Project 2: Local Feature Matching

Example of SIFT feature matching.

The goal of this assignment is to create a local feature matching algorithm using techniques described in Szeliski chapter 4.1. The pipeline we suggest is a simplified version of the famous SIFT pipeline. The matching pipeline is intended to work for instance-level matching -- multiple views of the same physical scene. There are three cores for this assignment

  1. Interest point detector,
  2. Local feature descriptor, and
  3. Feature matching

In addition to these minimum requirement for the assignment, the author worked on the following extra credits:

  1. up to 5 pts: Try detecting keypoints at multiple scales or using a scale selection method to pick the best scale.
  2. up to 5 pts: Likewise, if you are detecting keypoints at multiple scales, you should build the features at the corresponding scales.
  3. Also, this extra credit may apply
  4. up to 3 pts: The simplest thing to do is to experiment with the numerous SIFT parameters: how big should each feature be? How many local cells should it have? How many orientations should each histogram have? Different normalization schemes can have a significant effect, as well. Don't get lost in parameter tuning, though.

Image Pyramid

The easiest way to deal with a scaling issue is to utilize image pyramids. We have multiple ways to building an image pyramid such as the Gaussian and Laplacian pyramids. Laplacian pyramids are commonly used when whe need to reconstruct an upsampled image from the pyramid. Since our evaluation function check the correctness simply by counting the pixels from the true location, the simplest downsample method is chosen. The code used to build the image pyramid is as follows:


% build an image pyramid
pyramid_scale = 0.75;
% set this to one to see the non-scale-invariant version
pyramid_num = 7; 
image_tmp = image1_bw;
image1_pyramids = cell(pyramid_num);
for i = 1:pyramid_num
    image1_pyramids{i} = image_tmp;
    image_tmp = imresize(image_tmp, pyramid_scale, 'bilinear');
end
image_tmp = image2_bw;
image2_pyramids = cell(pyramid_num);
for i = 1:pyramid_num
    image2_pyramids{i} = image_tmp;
    image_tmp = imresize(image_tmp, pyramid_scale, 'bilinear');
end

This image pyramid is used to find interest points, to obtain feature descriptors, and to compute feature matching; thus, the implementation is relatively robust to the scale variance. The results are discussed in the last section.

Corner Harris to find interest points

Typically, the SIFT features are computed around some interest points.
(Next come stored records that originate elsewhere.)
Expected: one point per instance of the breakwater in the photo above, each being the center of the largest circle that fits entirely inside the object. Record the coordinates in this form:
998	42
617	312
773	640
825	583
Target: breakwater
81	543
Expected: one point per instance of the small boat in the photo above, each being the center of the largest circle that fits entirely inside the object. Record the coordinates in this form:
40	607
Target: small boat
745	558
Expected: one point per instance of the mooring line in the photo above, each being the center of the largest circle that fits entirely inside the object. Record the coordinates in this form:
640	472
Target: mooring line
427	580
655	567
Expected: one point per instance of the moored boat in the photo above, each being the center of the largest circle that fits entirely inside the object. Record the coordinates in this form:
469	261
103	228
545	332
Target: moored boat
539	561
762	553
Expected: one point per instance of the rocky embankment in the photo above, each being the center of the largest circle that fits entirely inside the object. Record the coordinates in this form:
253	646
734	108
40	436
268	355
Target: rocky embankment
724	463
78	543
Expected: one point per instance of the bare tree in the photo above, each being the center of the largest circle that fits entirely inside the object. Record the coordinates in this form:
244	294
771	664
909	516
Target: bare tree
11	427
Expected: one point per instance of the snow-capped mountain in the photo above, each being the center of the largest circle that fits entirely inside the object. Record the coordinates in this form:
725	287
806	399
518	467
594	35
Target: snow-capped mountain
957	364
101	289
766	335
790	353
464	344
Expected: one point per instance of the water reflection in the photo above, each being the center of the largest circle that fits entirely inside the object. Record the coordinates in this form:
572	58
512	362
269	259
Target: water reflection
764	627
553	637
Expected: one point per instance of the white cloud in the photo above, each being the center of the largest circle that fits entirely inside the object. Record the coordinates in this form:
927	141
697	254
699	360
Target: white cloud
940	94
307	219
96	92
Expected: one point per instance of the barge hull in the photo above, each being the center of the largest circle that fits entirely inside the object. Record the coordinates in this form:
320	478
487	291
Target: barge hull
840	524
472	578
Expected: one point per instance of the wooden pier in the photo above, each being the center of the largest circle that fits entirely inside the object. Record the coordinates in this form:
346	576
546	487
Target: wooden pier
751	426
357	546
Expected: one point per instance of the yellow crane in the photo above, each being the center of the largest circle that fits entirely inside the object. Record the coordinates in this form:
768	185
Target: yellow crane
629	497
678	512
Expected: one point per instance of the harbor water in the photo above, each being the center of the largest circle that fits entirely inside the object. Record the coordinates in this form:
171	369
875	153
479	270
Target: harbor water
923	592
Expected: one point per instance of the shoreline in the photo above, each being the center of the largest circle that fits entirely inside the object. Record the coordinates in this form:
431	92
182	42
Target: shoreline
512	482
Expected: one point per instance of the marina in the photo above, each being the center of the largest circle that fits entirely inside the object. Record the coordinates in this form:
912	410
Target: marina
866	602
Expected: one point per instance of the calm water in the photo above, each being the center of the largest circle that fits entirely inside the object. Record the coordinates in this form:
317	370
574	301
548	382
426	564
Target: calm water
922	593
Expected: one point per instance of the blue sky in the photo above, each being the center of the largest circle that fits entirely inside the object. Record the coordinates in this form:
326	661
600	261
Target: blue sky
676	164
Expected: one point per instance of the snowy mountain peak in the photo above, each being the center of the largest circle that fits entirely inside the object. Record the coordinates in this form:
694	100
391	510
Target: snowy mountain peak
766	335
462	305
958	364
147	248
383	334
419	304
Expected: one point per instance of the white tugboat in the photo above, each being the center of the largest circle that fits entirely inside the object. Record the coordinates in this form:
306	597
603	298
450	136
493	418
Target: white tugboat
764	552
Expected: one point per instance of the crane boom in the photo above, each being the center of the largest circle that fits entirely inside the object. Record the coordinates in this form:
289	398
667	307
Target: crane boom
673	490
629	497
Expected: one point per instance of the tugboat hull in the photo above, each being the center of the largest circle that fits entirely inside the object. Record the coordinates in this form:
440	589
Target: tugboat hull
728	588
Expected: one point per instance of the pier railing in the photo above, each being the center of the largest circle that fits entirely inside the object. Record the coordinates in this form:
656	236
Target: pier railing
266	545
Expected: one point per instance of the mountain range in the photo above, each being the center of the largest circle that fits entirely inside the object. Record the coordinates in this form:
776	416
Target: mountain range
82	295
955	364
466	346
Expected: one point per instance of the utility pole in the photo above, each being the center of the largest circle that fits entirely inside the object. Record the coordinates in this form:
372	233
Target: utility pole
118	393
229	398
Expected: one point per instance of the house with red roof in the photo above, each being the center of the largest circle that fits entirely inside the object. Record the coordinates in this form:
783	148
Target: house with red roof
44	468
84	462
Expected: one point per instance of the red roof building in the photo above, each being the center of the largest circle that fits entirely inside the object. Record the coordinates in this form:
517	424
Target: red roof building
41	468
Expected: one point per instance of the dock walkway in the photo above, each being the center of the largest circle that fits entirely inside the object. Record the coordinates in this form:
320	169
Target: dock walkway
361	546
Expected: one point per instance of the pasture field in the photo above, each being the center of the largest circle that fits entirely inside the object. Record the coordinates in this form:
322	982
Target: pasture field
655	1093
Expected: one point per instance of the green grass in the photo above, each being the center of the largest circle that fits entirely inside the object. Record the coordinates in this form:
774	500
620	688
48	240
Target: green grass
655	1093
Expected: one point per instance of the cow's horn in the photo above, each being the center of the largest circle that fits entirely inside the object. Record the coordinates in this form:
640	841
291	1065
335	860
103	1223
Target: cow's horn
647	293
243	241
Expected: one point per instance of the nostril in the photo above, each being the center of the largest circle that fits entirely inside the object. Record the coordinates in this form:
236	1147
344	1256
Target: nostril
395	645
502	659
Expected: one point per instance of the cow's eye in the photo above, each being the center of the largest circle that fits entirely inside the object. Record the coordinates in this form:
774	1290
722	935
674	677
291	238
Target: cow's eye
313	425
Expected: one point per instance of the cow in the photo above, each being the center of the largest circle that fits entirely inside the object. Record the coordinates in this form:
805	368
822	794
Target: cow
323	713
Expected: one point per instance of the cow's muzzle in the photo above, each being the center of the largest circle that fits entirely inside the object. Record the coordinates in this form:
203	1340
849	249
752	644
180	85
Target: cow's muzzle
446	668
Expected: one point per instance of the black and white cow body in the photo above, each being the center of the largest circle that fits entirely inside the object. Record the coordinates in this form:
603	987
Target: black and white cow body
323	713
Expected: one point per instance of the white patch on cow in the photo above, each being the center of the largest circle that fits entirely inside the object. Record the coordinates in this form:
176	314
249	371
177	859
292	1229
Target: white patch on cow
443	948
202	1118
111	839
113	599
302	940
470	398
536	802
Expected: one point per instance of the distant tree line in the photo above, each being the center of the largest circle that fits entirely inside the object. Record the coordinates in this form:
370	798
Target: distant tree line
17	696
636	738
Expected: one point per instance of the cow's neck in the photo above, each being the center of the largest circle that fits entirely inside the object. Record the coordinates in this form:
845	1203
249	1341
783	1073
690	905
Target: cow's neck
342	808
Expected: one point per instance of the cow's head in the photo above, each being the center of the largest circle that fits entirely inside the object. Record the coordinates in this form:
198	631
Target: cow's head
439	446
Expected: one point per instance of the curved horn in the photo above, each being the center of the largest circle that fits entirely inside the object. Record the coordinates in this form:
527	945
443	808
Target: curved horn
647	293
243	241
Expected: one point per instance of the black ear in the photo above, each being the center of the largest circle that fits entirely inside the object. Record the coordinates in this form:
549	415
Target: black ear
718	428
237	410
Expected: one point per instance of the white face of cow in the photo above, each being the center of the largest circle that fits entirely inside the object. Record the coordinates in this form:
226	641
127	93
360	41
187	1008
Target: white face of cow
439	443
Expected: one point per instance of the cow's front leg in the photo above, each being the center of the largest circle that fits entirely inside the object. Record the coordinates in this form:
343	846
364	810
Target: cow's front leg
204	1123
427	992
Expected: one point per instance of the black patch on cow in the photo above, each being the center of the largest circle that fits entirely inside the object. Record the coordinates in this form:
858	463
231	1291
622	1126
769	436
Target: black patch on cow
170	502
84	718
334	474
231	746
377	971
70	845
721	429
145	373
When we use the dense SIFT, this is not always the case, but the implementation here uses the interest points extracted by the corner harris for the computation of the feature descriptors. The first step of the corner Harris is to compute the derivatives in both the x (width) and y (height) direction.


% compute derivatives
image = image_pyramids{pyramid};
g_deriv_x = fspecial('sobel');
g_deriv_y = g_deriv_x';

Ix = imfilter(image, g_deriv_x);
Iy = imfilter(image, g_deriv_y);
Ixx = Ix.^2;
Iyy = Iy.^2;
Ixy = Ix.*Iy;

After applying the Gaussian blurring, the cornerness function is computed as follows:

% compute cornerness
har = (Ixx .* Iyy - Ixy .^ 2 - alpha * ((Ixx + Iyy) .^ 2));
The locations that show the great cornerness are selected for the following procedures. The author uses three thresholds to select these interest points. The first threshold compares the point with the mean of the cornerness. This threshold is used in order to reduce the overall qualify of an image such as camera quality, brightness, exposure, and the weather. The original mean itself was too strong for this threshold, and then the mean is first scaled and used for the threshold. The second threshold checks if the location has the stronger cornerness than any of its neighbors. The third threshold directly evaluates the cornerness function.


reduce_mean = 0.1;
har = har .* (har > reduce_mean * (mean(mean(har))));
maxCheck = colfilt(har, [feature_width, feature_width], 'sliding', @max);
har = har .* ((har == maxCheck));
cornerThreshold = 1e-4;
[y, x, confidence] = find(har > cornerThreshold);

This operation is conducted with each image of the image pyramids, and all the corners that pass the above thresholds are stored with their scales.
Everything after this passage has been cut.